Gli impianti possono essere installati previo accordo collettivo stipulato dalla rappresentanza sindacale unitaria o dalle rappresentanze sindacali aziendali. In alternativa, nel caso di imprese con unità produttive ubicate in diverse province della stessa regione ovvero in più regioni, tale accordo può essere stipulato dalle associazioni sindacali comparativamente più rappresentative sul piano nazionale.
Nel caso in cui l’accordo non sia raggiunto, oppure per le realtà dove non siano presenti rappresentanze sindacali, occorre procedere con la richiesta di autorizzazione della sede territoriale dell’Ispettorato nazionale del lavoro o, nel caso di imprese con unità produttive dislocate negli ambiti di competenza di più sedi territoriali, della sede centrale dell’Ispettorato nazionale del lavoro.
Soltanto a seguito del raggiungimento dell’accordo o del rilascio dell’autorizzazione, sarà possibile installare e avviare il sistema.
Appare utile sottolineare come il sistema di videosorveglianza in ambito lavorativo non può basarsi sul consenso dei lavoratori. Ciò in quanto una delle caratteristiche del consenso di cui all’art. 7 GDPR, nonché alle Linee guida sul consenso 5/2020 dell’EDPB, è quello di dover essere liberamente prestato, ossia costituire manifestazione di una libera volontà dell’interessato.
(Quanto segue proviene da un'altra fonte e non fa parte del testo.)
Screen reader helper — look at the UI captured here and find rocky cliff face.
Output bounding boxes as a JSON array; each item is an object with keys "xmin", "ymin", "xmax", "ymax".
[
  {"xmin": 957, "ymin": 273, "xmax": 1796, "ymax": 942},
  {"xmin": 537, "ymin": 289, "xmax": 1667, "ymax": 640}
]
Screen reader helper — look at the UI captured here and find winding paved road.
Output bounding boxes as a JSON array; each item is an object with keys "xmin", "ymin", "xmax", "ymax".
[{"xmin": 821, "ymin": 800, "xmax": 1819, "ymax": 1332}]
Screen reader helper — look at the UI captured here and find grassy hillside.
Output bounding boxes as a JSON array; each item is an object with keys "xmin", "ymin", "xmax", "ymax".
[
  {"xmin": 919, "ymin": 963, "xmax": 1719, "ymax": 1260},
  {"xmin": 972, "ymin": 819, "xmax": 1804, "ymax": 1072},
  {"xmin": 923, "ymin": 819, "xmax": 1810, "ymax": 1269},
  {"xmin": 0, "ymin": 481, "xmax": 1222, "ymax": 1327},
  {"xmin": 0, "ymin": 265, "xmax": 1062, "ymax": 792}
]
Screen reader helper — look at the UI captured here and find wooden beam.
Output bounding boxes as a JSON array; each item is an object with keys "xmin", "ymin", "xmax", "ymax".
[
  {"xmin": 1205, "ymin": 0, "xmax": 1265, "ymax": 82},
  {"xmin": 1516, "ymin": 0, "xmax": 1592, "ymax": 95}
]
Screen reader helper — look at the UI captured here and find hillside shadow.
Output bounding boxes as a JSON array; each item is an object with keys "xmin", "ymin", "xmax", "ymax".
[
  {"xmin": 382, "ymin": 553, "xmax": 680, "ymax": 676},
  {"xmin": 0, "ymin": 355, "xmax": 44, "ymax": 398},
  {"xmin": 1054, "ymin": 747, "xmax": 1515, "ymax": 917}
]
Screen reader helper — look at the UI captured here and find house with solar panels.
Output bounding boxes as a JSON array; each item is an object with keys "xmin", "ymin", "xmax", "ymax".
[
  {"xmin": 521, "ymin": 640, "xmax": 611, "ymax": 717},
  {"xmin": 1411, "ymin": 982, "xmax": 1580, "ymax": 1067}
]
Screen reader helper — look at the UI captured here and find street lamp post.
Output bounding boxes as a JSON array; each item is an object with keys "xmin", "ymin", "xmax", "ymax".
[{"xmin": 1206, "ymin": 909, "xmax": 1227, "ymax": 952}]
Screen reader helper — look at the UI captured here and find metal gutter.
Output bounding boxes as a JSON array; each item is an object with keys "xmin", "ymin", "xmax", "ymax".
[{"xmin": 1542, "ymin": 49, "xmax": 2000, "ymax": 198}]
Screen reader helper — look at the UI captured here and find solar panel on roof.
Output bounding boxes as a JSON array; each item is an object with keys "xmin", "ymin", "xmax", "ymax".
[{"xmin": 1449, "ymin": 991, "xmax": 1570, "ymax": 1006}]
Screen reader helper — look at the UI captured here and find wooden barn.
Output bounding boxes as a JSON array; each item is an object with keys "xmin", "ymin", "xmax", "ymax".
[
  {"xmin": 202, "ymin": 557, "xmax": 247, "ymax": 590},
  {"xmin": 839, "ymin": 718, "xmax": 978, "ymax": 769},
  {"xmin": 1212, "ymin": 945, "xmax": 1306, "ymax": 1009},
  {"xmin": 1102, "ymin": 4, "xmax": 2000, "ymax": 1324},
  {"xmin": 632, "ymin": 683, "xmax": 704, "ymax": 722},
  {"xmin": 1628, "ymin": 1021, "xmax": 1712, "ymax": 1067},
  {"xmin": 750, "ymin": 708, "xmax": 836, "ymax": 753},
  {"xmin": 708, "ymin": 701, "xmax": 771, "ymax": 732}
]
Ciò premesso, alla luce dello squilibrio tra le parti contrattuali del rapporto lavorativo (datore/titolare del trattamento da un lato, lavoratore/interessato dall’altro), occorre concludere che il consenso eventualmente prestato dal lavoratore non potrebbe ritenersi valido.
Ulteriori adempimenti
Parliamo delle recenti novità introdotte dal “decreto trasparenza” (D. Lgs. 104/2022) e, nello specifico, dal nuovo articolo 1-bis nel D. Lgs. 152/2022, il quale potrebbe verosimilmente trovare applicazione nell’eventualità in cui la videosorveglianza possa rappresentare un “sistema decisionale e di monitoraggio automatizzato” incidente sul rapporto lavorativo. Pensiamo, ad esempio, al caso di dispositivi dotati di riconoscimento facciale o connessi a sistemi IoT o di machine learning.
In tal caso il datore deve fornire al dipendente le ulteriori informazioni, prevedere ulteriori tutele, provvedere alle integrazioni sulla documentazione privacy, nonché effettuare una comunicazione alle rappresentanze sindacali, se presenti, o alle sedi territoriali delle associazioni sindacali comparativamente più rappresentative sul piano nazionale, nei termini già approfonditi.